Then Sir Orlando had come himself. Sir Orlando explained himself gracefully. He of course could understand that no gentleman had a right to complain because he was not asked to another gentleman’s house. But the affairs of the country were above private considerations; and he, actuated by public feelings, would condescend to do that which under other circumstances would be impossible. The public press, which was every vigilant, had suggested that there was some official estrangement, because Sir Orlando had not been included in the list of guests invited by His Grace. Did not his Grace think that there might be seeds of, –he would not quite say decay for the Coalition, in such a state of things? The Duke paused for a moment, and then said that he thought there were no such seeds. Sir Orlando bowed haughtily and withdrew,–swearing at that moment that the Coalition should be made to fall into a thousand shivers.

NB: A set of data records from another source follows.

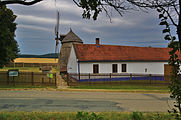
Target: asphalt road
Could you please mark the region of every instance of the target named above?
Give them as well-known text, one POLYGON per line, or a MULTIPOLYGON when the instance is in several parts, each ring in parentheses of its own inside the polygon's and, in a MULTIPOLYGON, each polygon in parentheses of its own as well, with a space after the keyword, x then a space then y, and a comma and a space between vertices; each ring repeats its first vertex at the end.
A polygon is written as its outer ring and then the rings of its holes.
POLYGON ((0 90, 0 111, 167 112, 169 94, 0 90))

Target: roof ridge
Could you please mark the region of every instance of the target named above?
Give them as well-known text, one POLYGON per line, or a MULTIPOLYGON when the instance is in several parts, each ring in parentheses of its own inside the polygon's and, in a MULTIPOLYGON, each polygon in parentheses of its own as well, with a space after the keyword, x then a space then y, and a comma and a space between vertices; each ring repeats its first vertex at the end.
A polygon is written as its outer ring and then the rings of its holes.
MULTIPOLYGON (((97 46, 97 44, 77 44, 77 45, 94 45, 97 46)), ((134 47, 134 48, 158 48, 158 49, 169 49, 168 47, 143 47, 143 46, 124 46, 124 45, 107 45, 107 44, 99 44, 99 46, 117 46, 117 47, 134 47)))

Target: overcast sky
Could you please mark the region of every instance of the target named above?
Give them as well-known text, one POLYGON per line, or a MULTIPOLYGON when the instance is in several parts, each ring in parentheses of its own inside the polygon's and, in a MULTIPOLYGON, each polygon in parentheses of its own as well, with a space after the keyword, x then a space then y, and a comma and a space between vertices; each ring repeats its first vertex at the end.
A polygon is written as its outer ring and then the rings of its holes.
POLYGON ((125 13, 123 17, 112 11, 110 19, 101 13, 97 21, 82 19, 82 9, 72 0, 44 0, 33 6, 8 5, 17 15, 16 40, 21 54, 46 54, 55 51, 54 27, 56 10, 60 11, 60 33, 72 28, 85 44, 167 47, 154 11, 125 13))

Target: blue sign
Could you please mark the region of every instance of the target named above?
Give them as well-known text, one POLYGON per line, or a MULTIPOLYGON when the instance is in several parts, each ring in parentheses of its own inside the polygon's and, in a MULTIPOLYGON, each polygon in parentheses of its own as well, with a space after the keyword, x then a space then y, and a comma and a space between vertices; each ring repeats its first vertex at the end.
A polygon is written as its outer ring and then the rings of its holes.
POLYGON ((17 77, 18 74, 19 74, 19 70, 18 70, 18 69, 8 70, 8 75, 9 75, 10 77, 17 77))

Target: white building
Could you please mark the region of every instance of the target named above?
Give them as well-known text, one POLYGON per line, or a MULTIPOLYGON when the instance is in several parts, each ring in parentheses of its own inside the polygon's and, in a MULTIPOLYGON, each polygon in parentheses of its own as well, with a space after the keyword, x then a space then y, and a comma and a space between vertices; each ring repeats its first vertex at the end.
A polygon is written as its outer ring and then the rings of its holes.
POLYGON ((168 64, 168 48, 74 44, 71 48, 68 73, 138 73, 164 74, 168 64))

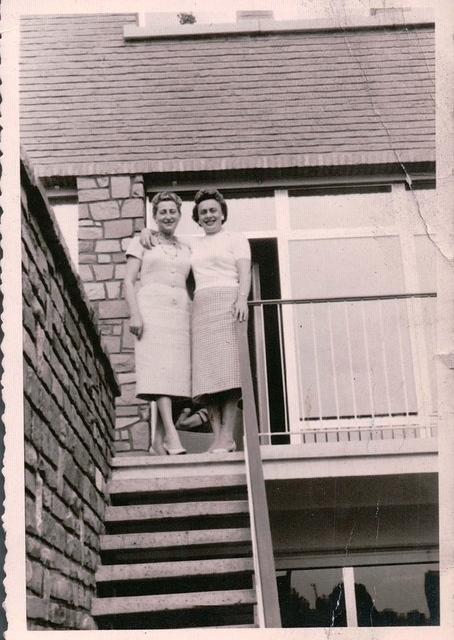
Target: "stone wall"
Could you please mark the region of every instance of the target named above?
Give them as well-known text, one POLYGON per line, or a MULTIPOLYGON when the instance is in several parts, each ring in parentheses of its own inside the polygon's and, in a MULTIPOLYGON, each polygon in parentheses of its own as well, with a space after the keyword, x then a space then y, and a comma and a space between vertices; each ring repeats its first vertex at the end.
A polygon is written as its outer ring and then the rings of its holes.
POLYGON ((116 449, 150 446, 149 405, 135 398, 134 341, 123 295, 125 249, 145 220, 142 176, 86 176, 77 179, 79 275, 99 318, 120 386, 116 449))
POLYGON ((21 198, 27 621, 91 629, 119 388, 44 192, 25 167, 21 198))

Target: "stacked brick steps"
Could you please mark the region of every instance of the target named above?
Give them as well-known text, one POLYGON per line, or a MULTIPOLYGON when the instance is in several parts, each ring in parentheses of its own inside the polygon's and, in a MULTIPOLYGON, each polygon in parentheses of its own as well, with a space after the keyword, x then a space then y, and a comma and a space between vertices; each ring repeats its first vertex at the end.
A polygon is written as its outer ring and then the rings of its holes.
POLYGON ((109 493, 100 629, 255 626, 244 475, 114 479, 109 493))

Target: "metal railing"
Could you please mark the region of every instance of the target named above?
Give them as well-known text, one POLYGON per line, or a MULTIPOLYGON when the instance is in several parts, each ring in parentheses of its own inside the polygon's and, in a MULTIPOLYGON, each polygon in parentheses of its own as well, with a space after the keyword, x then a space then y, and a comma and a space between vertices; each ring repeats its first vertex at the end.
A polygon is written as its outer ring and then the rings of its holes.
POLYGON ((251 301, 261 442, 433 437, 435 297, 251 301))
POLYGON ((257 618, 260 627, 277 628, 281 627, 281 614, 265 480, 260 456, 247 323, 238 323, 237 327, 243 397, 244 458, 246 462, 255 588, 257 593, 257 618))

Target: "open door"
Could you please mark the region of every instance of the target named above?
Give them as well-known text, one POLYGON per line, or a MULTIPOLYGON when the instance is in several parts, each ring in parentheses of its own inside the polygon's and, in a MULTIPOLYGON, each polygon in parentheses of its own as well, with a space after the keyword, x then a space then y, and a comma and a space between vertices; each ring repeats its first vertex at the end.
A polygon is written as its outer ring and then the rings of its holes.
MULTIPOLYGON (((281 296, 277 240, 251 240, 251 299, 276 300, 281 296)), ((253 378, 261 444, 287 444, 288 436, 272 434, 287 430, 284 393, 282 324, 276 305, 254 305, 249 330, 253 378)))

This had all taken place a fortnight before the party at The Horns from which poor Mrs Lopez had been withdrawn so hastily.
But Sir Orlando, when he commenced the proceeding consequent on this resolution, did not find all that support which he had expected. Unfortunately there had been an uncomfortable word or two between him and Mr Roby, the political Secretary at the Admiralty. Mr Roby had never quite seconded Sir Orlando’s ardour in the matter of the four ships, and Sir Orlando in his pride of place had ventured to snub Mr Roby. Now Mr Roby could perhaps bear a snubbing perhaps as well as any other official subordinate,–but he was one who would study the question and assure himself that it was, or that it was not, worth his while to bear it. He, too, had discussed with his friends the condition of the Coalition, and had come to some conclusions rather adverse to Sir Orlando than otherwise. When, therefore, the First Secretary sounded him as to the expediency of some step in the direction of a firmer political combination than at present existing,–by which of course was meant the dethronement of the present Prime Minister,–Mr Roby had snubbed him! Then there had been slight official criminations and recriminations, till a state of things had come to pass which almost justified the statement by the Duchess to Mrs Finn.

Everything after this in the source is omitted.